Owen O'Malley commented on THRIFT-68:
-------------------------------------

This seems like a very odd behavior and I just got surprised by it. Why does thrift need the hashcode option instead of always generating it?

If Thrift needs the option, you'd be much better off throwing unsupported operation rather than using 0. That way users will find the problem the first time they use the object in a context where you need hashCode.

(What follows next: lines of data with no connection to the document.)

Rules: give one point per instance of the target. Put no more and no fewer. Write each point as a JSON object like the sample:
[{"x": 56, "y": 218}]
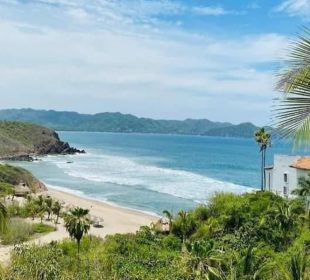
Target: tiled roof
[{"x": 302, "y": 163}]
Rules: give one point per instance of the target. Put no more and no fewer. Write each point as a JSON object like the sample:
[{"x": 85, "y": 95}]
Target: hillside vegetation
[
  {"x": 19, "y": 139},
  {"x": 117, "y": 122},
  {"x": 235, "y": 237},
  {"x": 12, "y": 175}
]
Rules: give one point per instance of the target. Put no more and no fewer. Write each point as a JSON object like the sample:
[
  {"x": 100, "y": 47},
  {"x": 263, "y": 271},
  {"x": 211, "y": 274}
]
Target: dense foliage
[
  {"x": 251, "y": 236},
  {"x": 117, "y": 122},
  {"x": 12, "y": 175}
]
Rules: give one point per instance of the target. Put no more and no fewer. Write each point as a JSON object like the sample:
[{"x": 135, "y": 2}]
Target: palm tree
[
  {"x": 3, "y": 218},
  {"x": 205, "y": 260},
  {"x": 303, "y": 190},
  {"x": 262, "y": 138},
  {"x": 293, "y": 109},
  {"x": 77, "y": 224},
  {"x": 297, "y": 269},
  {"x": 48, "y": 203},
  {"x": 56, "y": 208},
  {"x": 184, "y": 227},
  {"x": 169, "y": 216}
]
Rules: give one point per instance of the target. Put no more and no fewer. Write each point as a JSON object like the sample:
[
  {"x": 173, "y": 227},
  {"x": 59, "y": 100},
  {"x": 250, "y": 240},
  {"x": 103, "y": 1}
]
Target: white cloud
[
  {"x": 295, "y": 7},
  {"x": 211, "y": 11},
  {"x": 109, "y": 61}
]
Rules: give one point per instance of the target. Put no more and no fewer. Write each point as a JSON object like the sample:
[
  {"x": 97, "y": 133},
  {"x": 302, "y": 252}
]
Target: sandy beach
[{"x": 114, "y": 220}]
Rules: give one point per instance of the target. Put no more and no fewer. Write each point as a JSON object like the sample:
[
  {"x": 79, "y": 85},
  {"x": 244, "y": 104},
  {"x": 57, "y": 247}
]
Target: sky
[{"x": 164, "y": 59}]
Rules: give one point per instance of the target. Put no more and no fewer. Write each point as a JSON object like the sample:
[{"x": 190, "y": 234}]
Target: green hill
[
  {"x": 19, "y": 140},
  {"x": 117, "y": 122}
]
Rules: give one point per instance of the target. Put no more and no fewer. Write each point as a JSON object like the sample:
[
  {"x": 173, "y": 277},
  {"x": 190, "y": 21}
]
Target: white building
[{"x": 282, "y": 177}]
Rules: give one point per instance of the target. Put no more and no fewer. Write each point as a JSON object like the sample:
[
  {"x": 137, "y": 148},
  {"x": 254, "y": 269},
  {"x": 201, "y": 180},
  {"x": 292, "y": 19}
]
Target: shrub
[
  {"x": 18, "y": 231},
  {"x": 172, "y": 242},
  {"x": 42, "y": 228},
  {"x": 36, "y": 262}
]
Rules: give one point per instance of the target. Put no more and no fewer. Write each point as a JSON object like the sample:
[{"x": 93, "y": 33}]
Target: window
[{"x": 285, "y": 178}]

> Generated types define a hashcode method that always returns 0
> --------------------------------------------------------------
>
>                 Key: THRIFT-68
>                 URL: https://issues.apache.org/jira/browse/THRIFT-68
>             Project: Thrift
>          Issue Type: Bug
>          Components: Java - Compiler, Java - Library
>            Reporter: Bryan Duxbury
>            Priority: Minor
>
> When not using the "hashcode" option with the Java generator, the hashCode method that is created always returns 0, regardless of the type or instance. This makes it completely impossible to use as a hash key (or in a hash set). This is particularly curious because the default Java Object#hashCode method returns a reasonably unique hashcode per object instance. Thus, the hashCode method on generated types is actually explicitly worse than default. 
> I think at the very least we should remove the hashCode method declaration and let the superclass method take care of it. At best, I think it would make sense for us to write a simple real hashCode method that produced something reasonably unique, if not perfect. If you need super hashCodes, then you can use the "hashcode" option and just plan on using the external jar that it requires.